Two recent articles on the transition to a clean energy economy are well worth amplification. First, see Bloomberg's "The World Nears Peak Fossil Fuels for Electricity," which discusses the New Energy Outlook 2016 by Bloomberg New Energy Finance. A few key points from that report include:
- "There will be no golden age of gas." "The costs of wind and solar power are falling too quickly for gas ever to dominate on a global scale, according to BNEF."
- Investment in clean energy will dwarf dirty energy through 2040. That includes "$3.4 trillion for solar, $3.1 trillion for wind, and $911 billion for hydro power."
- Solar and Wind Prices Plummet: "Solar is a technology, not a fuel, and as such it gets cheaper and more efficient over time. This is the formula that's driving the energy revolution. Wind-power prices are also falling fast—19 percent for every doubling. Wind and solar will be the cheapest forms of producing electricity in most of the world by the 2030s, according to BNEF."
- "Capacity Factors Go Wild": "As technologies continue to improve and as project designers get smarter about their placement, the capacity factors of renewables are increasing...Some wind farms in Texas are now achieving capacity factors of 50 percent, according to BNEF."
Note in particular the comment about solar power being a "technology, not a fuel," and how that means solar "gets cheaper and more efficient over time." That point segues nicely into the second article that caught our eye, by David Roberts of Vox, entitled "Energy transitions are usually slow. Here’s why the clean energy transition might be faster." Roberts' key points echo and reinforce BNEF on the plummeting costs of clean energy.
- "[P]hysical commodities (like silicon and steel) have a tendency to get more expensive over time, while computing power just keeps getting cheaper. To the extent that you can substitute the latter for the former — intelligence for stuff — you save money in the long run....computing power and software can help dematerialize and accelerate the transition to clean energy."

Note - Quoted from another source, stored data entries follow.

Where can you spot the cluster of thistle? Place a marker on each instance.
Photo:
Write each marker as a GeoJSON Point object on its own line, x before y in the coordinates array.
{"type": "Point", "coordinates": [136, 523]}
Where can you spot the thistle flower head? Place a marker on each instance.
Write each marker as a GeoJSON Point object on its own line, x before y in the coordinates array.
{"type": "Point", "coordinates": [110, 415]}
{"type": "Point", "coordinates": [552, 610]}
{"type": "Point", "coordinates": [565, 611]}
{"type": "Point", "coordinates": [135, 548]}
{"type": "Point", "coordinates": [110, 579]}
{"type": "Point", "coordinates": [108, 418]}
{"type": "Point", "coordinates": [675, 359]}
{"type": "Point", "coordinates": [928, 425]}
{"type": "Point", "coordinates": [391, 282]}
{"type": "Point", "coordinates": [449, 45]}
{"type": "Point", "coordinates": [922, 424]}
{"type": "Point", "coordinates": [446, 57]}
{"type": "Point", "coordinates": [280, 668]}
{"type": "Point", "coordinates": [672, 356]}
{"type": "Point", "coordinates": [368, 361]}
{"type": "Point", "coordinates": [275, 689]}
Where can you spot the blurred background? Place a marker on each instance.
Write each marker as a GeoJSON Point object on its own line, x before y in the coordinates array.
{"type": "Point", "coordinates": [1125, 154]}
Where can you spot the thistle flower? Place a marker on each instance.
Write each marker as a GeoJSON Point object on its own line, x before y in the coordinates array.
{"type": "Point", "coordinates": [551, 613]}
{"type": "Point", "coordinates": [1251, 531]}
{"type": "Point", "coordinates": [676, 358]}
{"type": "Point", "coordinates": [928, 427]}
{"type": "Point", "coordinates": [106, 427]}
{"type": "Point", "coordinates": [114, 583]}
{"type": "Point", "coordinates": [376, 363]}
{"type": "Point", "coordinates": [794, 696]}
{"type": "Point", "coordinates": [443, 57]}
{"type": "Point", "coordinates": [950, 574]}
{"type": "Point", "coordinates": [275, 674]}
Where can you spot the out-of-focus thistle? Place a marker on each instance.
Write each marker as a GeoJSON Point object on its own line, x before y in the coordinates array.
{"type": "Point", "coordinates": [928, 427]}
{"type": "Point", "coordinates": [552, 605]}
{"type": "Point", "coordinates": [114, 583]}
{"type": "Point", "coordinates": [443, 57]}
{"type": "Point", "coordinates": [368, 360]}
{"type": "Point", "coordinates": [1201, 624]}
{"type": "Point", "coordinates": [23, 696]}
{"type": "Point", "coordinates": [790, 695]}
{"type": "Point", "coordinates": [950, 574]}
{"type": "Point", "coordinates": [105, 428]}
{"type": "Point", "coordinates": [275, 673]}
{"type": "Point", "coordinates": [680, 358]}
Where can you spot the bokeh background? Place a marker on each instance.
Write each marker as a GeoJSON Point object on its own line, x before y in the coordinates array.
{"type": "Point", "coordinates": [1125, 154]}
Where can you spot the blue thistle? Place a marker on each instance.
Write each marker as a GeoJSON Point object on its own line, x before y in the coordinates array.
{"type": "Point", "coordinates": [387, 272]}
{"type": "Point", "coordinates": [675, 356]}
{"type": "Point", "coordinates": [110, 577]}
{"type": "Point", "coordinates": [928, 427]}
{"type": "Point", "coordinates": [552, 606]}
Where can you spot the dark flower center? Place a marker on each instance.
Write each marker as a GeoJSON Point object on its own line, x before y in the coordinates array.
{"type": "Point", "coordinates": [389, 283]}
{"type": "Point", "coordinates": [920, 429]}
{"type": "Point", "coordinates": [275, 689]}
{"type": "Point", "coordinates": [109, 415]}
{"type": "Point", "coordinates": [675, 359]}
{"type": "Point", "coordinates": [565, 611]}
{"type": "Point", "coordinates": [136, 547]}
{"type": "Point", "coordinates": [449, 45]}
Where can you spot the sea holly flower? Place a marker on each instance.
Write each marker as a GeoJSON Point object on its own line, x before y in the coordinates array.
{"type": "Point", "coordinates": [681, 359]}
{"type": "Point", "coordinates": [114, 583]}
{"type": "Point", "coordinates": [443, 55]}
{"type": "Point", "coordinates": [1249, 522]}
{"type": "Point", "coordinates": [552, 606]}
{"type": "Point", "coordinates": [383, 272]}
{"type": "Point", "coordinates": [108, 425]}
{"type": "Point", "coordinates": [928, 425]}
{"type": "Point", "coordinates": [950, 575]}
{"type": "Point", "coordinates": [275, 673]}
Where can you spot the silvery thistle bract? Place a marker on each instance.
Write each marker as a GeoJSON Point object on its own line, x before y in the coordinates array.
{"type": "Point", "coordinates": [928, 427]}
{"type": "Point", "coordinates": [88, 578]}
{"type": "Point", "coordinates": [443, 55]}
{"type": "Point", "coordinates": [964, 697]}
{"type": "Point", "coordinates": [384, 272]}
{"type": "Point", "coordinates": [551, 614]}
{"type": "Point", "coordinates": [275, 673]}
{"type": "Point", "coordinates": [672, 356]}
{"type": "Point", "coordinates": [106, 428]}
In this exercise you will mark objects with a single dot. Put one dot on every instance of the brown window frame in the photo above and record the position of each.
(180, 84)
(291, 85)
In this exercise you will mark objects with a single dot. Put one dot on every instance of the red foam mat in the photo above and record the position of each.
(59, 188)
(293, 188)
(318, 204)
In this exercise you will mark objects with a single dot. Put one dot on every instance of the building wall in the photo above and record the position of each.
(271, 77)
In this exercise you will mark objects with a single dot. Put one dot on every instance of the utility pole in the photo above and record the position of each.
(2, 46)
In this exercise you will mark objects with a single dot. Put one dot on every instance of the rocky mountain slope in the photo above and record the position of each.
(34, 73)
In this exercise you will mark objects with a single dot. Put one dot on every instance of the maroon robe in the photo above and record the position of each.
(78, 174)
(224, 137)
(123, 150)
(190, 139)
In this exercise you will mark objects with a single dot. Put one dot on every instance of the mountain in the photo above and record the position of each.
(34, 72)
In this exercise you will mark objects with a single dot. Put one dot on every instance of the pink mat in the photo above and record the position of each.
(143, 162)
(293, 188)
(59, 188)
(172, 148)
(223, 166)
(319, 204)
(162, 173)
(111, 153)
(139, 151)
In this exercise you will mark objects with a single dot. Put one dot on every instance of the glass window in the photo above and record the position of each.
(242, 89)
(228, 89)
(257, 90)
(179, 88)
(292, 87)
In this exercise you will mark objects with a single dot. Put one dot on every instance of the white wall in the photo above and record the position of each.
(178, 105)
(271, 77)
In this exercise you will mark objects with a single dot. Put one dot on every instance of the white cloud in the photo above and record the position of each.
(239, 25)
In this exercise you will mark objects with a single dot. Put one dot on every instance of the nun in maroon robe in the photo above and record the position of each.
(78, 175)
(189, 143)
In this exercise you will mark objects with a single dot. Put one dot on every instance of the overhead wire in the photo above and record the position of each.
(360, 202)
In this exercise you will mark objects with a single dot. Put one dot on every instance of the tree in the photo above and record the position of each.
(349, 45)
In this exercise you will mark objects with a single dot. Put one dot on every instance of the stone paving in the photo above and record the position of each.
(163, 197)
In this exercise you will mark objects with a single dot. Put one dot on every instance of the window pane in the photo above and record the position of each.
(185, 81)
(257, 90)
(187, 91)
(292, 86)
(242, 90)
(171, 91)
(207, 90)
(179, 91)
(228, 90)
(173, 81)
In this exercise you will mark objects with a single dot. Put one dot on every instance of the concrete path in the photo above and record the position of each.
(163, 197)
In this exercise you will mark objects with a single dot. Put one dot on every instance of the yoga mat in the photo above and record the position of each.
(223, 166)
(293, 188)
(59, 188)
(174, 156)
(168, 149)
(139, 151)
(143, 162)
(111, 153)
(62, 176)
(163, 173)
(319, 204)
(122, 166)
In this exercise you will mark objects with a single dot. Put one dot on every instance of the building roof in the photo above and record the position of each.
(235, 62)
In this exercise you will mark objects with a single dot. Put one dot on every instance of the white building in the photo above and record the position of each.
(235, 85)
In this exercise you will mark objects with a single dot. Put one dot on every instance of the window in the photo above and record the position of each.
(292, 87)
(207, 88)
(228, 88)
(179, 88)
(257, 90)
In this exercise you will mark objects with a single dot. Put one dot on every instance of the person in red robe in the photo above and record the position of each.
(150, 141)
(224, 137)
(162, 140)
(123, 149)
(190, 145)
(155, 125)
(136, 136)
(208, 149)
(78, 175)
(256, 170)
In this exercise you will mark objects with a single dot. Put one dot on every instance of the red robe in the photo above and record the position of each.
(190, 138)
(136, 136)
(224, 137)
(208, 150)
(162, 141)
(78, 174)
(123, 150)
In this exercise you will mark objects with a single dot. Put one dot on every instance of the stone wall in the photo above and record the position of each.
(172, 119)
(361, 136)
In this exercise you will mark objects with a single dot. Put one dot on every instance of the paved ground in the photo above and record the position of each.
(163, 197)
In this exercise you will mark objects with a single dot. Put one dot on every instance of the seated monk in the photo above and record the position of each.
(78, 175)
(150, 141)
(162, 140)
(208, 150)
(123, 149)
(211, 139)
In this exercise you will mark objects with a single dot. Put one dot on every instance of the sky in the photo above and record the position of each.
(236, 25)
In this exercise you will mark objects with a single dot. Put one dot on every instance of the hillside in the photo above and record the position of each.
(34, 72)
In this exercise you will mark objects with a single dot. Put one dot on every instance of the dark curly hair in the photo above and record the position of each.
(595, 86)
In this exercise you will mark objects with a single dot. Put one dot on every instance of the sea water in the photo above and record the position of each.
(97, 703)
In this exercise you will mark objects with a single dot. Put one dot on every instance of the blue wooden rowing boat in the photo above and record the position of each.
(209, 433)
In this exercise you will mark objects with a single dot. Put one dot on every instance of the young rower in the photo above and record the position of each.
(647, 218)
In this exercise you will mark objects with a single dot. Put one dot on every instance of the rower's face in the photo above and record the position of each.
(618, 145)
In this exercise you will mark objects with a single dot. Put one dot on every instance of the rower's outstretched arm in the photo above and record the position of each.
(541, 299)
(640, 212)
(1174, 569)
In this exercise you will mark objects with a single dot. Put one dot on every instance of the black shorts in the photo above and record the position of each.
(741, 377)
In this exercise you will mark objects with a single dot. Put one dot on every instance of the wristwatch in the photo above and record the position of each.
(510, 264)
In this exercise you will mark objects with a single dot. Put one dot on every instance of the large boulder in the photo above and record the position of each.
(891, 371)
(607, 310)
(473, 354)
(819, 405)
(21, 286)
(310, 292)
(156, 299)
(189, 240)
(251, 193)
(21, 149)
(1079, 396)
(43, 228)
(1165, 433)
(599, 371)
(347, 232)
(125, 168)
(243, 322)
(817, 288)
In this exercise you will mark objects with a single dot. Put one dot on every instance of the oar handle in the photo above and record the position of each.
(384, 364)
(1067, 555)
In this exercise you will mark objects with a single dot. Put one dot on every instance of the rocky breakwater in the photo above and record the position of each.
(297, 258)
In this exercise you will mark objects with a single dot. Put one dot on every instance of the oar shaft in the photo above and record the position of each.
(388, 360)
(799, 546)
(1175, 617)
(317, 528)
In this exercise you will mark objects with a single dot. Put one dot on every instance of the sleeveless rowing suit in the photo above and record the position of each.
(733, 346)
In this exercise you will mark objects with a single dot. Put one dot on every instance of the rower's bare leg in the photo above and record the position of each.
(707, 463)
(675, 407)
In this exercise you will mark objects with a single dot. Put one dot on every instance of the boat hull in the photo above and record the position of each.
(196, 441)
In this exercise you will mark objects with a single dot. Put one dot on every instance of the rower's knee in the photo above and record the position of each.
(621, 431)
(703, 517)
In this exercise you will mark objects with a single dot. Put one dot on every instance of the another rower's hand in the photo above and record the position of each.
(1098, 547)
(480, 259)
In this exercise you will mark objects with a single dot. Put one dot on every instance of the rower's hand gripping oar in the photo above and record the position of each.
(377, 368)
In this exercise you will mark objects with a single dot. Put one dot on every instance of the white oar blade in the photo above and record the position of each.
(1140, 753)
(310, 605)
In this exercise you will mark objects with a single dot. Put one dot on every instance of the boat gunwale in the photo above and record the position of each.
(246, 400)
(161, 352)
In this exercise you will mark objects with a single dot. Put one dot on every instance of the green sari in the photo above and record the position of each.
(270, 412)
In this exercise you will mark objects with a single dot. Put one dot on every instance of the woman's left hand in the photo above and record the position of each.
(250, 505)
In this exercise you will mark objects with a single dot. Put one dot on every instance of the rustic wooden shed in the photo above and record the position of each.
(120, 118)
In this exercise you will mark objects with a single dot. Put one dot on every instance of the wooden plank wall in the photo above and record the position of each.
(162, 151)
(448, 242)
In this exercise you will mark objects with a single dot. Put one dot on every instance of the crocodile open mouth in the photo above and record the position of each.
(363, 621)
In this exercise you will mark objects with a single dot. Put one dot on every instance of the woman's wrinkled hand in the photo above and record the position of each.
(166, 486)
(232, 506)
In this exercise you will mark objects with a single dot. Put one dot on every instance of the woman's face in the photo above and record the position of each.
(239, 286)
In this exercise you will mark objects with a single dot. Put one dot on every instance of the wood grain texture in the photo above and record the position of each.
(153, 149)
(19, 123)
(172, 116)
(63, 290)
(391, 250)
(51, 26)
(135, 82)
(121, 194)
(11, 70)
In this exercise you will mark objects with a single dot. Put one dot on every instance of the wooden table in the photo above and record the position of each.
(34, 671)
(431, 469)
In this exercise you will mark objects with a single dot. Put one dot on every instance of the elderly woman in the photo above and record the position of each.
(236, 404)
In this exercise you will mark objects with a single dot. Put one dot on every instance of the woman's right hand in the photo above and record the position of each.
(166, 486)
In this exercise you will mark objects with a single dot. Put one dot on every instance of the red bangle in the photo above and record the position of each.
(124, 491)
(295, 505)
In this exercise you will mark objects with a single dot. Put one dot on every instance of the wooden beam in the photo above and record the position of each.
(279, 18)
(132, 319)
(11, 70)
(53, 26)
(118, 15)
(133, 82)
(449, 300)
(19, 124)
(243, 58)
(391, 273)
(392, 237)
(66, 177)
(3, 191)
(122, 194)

- "This blossoming of energy technologies means that where previous energy transitions (e.g., the substitution of coal for oil, or oil for biomass) were almost entirely infrastructure problems, with a few big players mustering huge, long-term investments, the current energy transition is taking the form, at least in large part, of a technology market. And technology markets move much faster than infrastructure."
- "Much of what’s going on in the energy world today is genuinely novel, without historical precedent. Small, smart, nimble technologies are swarming up around big, dumb, slow ones, a process Michael Liebreich, head of Bloomberg New Energy Finance, likens to mammals overrunning dinosaurs."
- "It’s tough to predict exactly how it will play out. But there’s good reason to think it will happen faster than any previous energy transition."
In sum, the transition to a clean energy economy could happen a great deal faster than anyone has been thinking, because the very nature of clean energy - a technology, not a fuel; "small, smart, nimble" and distributed - is radically different, and clearly much better, than what came before. And that's great news for everyone, other than perhaps the fossil fuel industry.